Recently I ran across this image that was tweeted by another pharmacist. I apologize but I don't recall who tweeted it or where it was from. But this is an example of the unfortunate disconnect that occurs between patient and pharmacist.
As a pharmacist, I took this oath:
I promise to devote myself to a lifetime of service to others through the profession of pharmacy. In fulfilling this vow:
I will consider the welfare of humanity and relief of suffering my primary concerns.
I will apply my knowledge, experience, and skills to the best of my ability to assure optimal outcomes for my patients.
I will respect and protect all personal and health information entrusted to me.
I will accept the lifelong obligation to improve my professional knowledge and competence.
I will hold myself and my colleagues to the highest principles of our profession’s moral, ethical and legal conduct.
I will embrace and advocate changes that improve patient care.
I will utilize my knowledge, skills, experiences, and values to prepare the next generation of pharmacists.

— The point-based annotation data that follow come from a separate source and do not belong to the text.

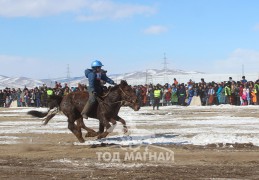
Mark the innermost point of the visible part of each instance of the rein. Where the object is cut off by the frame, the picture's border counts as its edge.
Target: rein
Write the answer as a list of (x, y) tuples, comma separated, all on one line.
[(100, 99)]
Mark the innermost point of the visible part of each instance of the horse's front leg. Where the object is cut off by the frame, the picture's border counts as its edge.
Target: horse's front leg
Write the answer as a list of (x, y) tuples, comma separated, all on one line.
[(90, 132), (109, 128), (123, 122)]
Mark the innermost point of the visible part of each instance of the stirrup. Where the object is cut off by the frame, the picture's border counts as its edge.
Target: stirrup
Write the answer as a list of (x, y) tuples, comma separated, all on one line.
[(84, 116)]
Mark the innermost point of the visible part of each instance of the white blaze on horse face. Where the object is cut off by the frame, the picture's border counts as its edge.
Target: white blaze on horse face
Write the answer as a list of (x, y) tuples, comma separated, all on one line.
[(110, 130)]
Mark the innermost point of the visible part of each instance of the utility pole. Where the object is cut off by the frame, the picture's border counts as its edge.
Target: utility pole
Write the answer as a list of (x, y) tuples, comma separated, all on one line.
[(243, 70), (165, 68), (68, 75)]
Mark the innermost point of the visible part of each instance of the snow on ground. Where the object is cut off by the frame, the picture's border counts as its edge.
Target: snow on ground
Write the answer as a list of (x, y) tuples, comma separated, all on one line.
[(169, 125)]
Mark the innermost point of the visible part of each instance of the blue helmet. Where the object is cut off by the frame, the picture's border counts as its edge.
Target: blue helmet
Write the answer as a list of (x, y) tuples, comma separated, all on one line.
[(96, 63)]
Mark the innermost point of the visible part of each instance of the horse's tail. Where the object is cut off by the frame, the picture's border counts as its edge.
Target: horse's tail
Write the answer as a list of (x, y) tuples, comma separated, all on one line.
[(54, 104)]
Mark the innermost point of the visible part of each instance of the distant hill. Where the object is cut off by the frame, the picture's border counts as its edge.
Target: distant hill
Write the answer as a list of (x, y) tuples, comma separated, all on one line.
[(134, 78)]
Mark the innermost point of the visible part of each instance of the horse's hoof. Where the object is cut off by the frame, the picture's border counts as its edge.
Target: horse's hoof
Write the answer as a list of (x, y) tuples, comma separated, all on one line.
[(90, 134), (125, 130), (103, 135), (81, 140)]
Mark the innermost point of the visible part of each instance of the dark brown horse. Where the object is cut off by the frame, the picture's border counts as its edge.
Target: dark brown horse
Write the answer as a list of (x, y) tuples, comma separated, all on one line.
[(106, 110)]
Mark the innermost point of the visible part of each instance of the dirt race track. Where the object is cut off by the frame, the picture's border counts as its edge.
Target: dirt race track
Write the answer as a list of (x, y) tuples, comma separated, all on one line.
[(55, 156)]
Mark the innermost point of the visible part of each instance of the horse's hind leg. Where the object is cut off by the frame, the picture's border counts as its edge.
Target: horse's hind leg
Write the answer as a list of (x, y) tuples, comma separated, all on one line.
[(76, 130), (90, 132), (109, 128)]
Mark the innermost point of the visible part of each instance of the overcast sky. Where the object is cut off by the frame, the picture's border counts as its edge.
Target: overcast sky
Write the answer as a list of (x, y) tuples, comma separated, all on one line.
[(40, 38)]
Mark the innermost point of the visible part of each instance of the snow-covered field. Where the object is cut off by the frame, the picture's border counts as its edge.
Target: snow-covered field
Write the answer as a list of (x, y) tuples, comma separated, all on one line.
[(170, 125)]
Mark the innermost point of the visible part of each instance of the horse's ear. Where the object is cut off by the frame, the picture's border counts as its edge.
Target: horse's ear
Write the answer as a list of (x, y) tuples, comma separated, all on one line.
[(124, 83)]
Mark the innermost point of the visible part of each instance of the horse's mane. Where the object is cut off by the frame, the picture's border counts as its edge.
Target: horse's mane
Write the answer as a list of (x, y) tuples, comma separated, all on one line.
[(115, 88)]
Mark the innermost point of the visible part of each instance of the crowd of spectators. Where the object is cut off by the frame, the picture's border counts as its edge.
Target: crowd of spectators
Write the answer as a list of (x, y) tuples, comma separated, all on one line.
[(34, 97), (241, 92)]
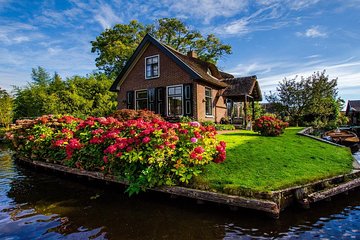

I take these vows voluntarily with the full realization of the responsibility with which I am entrusted by the public.
So to the author who proposed that this be our credo: I can speak for all pharmacists to say that no one, no pharmacist, tech, or otherwise wants you to suffer, ever. In most cases, pharmacists will do everything in their power to make sure you get your meds correctly and on time.
We do have specific legal and moral obligations, however. I will adopt your credo and watch out for you, but at the same time, I ask that you do not ask me to do anything that breaks or even bends the law. And while you may think it is just a job for us, it also represents our quality of life. If we lose our job our quality of life is gone, and for a longer period of time than being out of meds for a day or two.